Right to left tooltip text c#

∥☆過路亽.° 提交于 2019-12-06 03:29:40

Second try. Didn't manage to get the previous solution attempt to behave correctly. Found an alternate way by rendering the tooltip using a custom draw method.

Setup the controls:

string tip = "aaaaaa" + Environment.NewLine + "bbb";           
toolTip1.OwnerDraw = true;
toolTip1.Draw += toolTip1_Draw;
toolTip1.SetToolTip(textBox1, tip);

Handle the draw event:

private void toolTip1_Draw(object sender, DrawToolTipEventArgs e)
{
    e.Graphics.FillRectangle(SystemBrushes.Info, e.Bounds);
    e.DrawBorder();           
    e.DrawText(TextFormatFlags.RightToLeft | TextFormatFlags.Right);
}

The ToolTip control already supports this. The key is that the control for which you display the tip has a right-to-left layout. This example form demonstrates this:

using System;
using System.Windows.Forms;

namespace WindowsFormsApplication1 {
    public partial class Form1 : Form {
        ToolTip mTip = new ToolTip();
        public Form1() {
            InitializeComponent();
            this.RightToLeft = RightToLeft.Yes;
            this.RightToLeftLayout = true;
        }
        protected override void OnMouseDown(MouseEventArgs e) {
            mTip.Show("Hi\nthere", this);
        }
    }
}

If it's windows forms I guess you have to rely on the unicode control characters to mark the tooltip text as RTL.

string myToolTipText = "aaaaaa"+Environment.newLine+"bbb";
char rle_char = (char)0x202B;// RLE embedding 
control.RightToLeft = RightToLeft.Yes;
control.ToolTipText = rle_char + myToolTipText;

Check this blog for more information on authoring RTL applications.

If it's a web application you can check the w3c authoring RTL applications guidelines. Basically it comes down to the same solution as for windows forms, adding RLE chars.

Just some general thoughts to give an idea about what's going on: the tooltip class does not draw text like a multiline textbox.
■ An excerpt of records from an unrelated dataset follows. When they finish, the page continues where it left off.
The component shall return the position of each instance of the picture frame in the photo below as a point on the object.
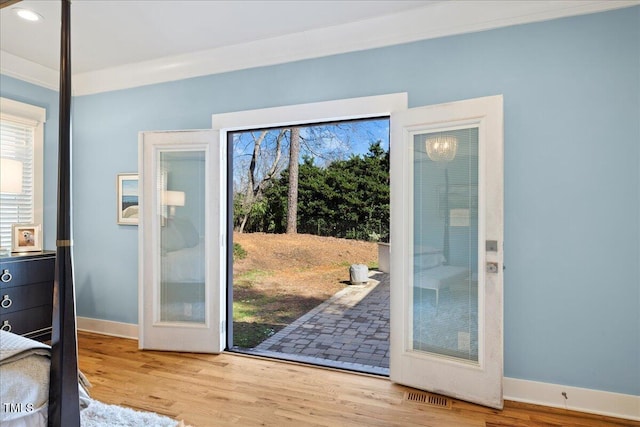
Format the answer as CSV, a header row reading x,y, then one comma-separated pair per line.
x,y
26,238
127,198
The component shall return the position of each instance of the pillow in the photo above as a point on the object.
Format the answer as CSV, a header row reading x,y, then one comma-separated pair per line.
x,y
428,257
179,233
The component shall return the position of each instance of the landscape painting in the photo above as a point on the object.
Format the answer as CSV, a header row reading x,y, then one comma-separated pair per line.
x,y
127,193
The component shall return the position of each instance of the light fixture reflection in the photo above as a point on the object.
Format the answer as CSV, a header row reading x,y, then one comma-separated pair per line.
x,y
442,148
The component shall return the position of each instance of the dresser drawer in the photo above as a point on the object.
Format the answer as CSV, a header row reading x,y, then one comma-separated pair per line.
x,y
23,297
14,273
27,321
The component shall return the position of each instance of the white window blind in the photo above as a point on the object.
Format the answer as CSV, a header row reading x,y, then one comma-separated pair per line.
x,y
21,140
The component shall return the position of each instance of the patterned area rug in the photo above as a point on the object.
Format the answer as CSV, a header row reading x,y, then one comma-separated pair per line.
x,y
99,414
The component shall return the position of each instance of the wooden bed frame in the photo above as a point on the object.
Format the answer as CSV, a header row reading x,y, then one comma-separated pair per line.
x,y
64,399
64,402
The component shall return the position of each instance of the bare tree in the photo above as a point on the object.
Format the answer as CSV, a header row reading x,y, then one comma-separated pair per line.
x,y
259,174
292,195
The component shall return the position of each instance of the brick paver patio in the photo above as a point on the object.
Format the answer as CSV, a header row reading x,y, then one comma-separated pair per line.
x,y
348,331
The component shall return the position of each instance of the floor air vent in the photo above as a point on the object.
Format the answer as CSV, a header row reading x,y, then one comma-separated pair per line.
x,y
428,399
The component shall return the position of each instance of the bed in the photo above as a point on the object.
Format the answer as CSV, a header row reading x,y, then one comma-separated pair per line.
x,y
431,271
61,407
24,392
182,272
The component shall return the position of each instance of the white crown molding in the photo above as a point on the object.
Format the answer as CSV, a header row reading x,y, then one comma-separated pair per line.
x,y
586,400
22,69
432,21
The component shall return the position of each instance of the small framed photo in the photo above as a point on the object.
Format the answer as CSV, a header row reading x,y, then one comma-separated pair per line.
x,y
127,190
26,238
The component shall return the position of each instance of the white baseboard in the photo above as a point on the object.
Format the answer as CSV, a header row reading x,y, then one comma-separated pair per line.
x,y
578,399
546,394
107,327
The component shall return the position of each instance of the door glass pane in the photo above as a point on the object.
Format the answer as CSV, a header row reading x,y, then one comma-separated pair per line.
x,y
445,244
181,211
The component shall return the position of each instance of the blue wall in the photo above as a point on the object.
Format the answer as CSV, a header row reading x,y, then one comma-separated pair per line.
x,y
572,187
46,98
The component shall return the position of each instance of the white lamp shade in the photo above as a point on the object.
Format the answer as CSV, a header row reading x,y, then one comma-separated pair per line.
x,y
10,176
173,198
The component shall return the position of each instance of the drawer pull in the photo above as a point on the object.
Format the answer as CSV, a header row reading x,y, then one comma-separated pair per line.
x,y
6,302
6,326
6,276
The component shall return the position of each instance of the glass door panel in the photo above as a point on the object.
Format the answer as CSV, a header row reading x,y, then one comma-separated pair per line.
x,y
180,192
445,244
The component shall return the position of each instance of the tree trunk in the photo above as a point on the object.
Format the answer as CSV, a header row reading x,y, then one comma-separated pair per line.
x,y
292,196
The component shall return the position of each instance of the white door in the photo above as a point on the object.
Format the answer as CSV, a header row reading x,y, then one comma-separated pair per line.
x,y
181,241
446,249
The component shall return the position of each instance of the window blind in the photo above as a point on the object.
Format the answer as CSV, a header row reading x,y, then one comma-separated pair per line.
x,y
17,143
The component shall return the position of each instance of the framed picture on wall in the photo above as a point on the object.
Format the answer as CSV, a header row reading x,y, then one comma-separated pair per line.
x,y
26,237
127,198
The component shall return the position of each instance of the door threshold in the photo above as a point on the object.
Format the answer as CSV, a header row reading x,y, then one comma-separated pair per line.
x,y
314,362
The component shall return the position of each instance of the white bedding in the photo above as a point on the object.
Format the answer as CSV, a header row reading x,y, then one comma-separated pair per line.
x,y
184,265
24,381
435,277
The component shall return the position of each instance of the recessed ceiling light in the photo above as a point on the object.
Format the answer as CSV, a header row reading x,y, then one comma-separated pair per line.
x,y
27,14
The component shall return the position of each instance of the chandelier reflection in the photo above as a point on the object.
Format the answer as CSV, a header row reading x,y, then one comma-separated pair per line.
x,y
442,148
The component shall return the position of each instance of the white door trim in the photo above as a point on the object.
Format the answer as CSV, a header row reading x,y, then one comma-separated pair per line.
x,y
480,382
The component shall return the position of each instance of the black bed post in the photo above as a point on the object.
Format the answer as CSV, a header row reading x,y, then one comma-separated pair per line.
x,y
64,404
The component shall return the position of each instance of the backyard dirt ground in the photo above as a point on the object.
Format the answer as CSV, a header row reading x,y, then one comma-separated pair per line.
x,y
283,276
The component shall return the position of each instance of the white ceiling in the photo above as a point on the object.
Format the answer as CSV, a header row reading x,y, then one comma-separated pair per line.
x,y
107,33
173,39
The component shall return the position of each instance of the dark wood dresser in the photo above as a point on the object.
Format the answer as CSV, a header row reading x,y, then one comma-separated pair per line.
x,y
26,293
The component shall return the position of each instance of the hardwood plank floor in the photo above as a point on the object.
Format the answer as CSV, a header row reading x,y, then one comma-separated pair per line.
x,y
235,390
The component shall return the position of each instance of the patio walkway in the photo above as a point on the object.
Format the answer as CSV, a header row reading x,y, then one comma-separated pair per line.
x,y
348,331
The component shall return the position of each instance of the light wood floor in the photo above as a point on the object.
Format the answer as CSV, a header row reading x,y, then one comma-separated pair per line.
x,y
234,390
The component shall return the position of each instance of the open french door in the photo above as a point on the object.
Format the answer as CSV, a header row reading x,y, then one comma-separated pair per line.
x,y
181,241
446,250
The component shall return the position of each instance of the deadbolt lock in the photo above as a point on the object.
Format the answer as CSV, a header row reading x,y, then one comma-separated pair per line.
x,y
492,267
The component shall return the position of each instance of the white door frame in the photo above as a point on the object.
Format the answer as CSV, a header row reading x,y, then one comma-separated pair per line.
x,y
207,337
479,382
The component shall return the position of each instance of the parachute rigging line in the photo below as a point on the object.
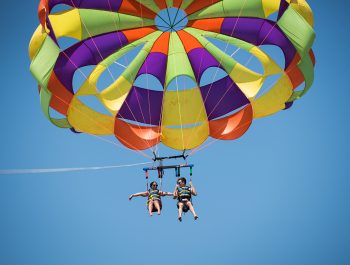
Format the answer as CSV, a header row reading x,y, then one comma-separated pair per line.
x,y
60,170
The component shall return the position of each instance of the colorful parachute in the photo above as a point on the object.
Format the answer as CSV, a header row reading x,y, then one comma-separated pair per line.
x,y
175,38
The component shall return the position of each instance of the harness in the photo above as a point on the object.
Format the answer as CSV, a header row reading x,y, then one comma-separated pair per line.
x,y
184,193
153,195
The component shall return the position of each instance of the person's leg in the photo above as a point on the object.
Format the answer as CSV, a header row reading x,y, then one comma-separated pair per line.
x,y
180,205
150,207
157,205
190,206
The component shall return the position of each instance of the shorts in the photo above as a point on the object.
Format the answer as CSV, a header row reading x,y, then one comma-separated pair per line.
x,y
154,209
185,208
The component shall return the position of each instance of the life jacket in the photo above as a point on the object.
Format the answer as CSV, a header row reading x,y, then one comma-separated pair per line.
x,y
184,193
153,195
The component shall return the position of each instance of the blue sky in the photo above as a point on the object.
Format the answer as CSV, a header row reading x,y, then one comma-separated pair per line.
x,y
278,195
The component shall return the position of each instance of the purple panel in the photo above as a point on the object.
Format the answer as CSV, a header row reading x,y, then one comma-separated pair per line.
x,y
283,7
288,105
155,64
88,52
51,33
142,105
259,32
201,60
222,97
107,5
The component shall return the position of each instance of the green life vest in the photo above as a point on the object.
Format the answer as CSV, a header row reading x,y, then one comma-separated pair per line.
x,y
184,193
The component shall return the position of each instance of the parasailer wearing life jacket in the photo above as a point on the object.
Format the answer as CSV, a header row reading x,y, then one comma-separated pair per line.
x,y
184,194
154,202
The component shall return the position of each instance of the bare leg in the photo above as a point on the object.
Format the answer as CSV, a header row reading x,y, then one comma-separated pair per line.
x,y
157,205
150,208
190,206
181,205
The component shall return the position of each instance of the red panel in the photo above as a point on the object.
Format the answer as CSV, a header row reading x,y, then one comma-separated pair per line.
x,y
189,41
198,5
132,7
136,137
161,4
61,97
232,127
162,44
211,24
135,34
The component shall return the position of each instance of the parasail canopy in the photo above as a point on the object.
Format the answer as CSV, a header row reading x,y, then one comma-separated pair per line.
x,y
198,88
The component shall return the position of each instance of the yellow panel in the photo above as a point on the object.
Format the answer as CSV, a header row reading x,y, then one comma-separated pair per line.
x,y
186,138
36,41
248,81
269,65
89,85
183,107
67,24
84,119
114,96
186,3
270,6
274,100
303,8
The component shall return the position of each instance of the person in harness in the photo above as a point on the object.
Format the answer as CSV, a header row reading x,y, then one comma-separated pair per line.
x,y
154,202
184,194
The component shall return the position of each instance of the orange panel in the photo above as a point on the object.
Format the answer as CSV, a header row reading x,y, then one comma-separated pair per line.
x,y
232,127
135,34
162,44
211,24
198,5
312,56
61,97
189,41
177,3
131,7
136,137
161,4
294,73
42,9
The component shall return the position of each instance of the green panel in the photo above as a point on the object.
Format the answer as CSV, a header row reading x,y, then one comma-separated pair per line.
x,y
233,41
150,5
169,3
133,68
178,63
45,98
216,10
230,8
96,22
300,33
186,3
115,56
42,65
243,8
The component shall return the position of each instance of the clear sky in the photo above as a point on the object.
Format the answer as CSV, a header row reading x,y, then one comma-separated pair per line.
x,y
278,195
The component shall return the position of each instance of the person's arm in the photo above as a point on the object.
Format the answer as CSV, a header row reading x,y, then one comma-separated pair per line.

The whole tool-tip is considered one line without a binding rectangle, hence RTL vs LTR have no meaning (other then the order of characters within the text).

Result: using normal right-to-left or left-to-right switches either with Unicode RTL codepoints or otherwise, won't help when it comes to aligning: none is applied.

One way out is (ab)using a TextBox and place it nicely over the place of the tooltip. But others have shown prettier ways with owner-drawn tooltips, which is definitely the way to go.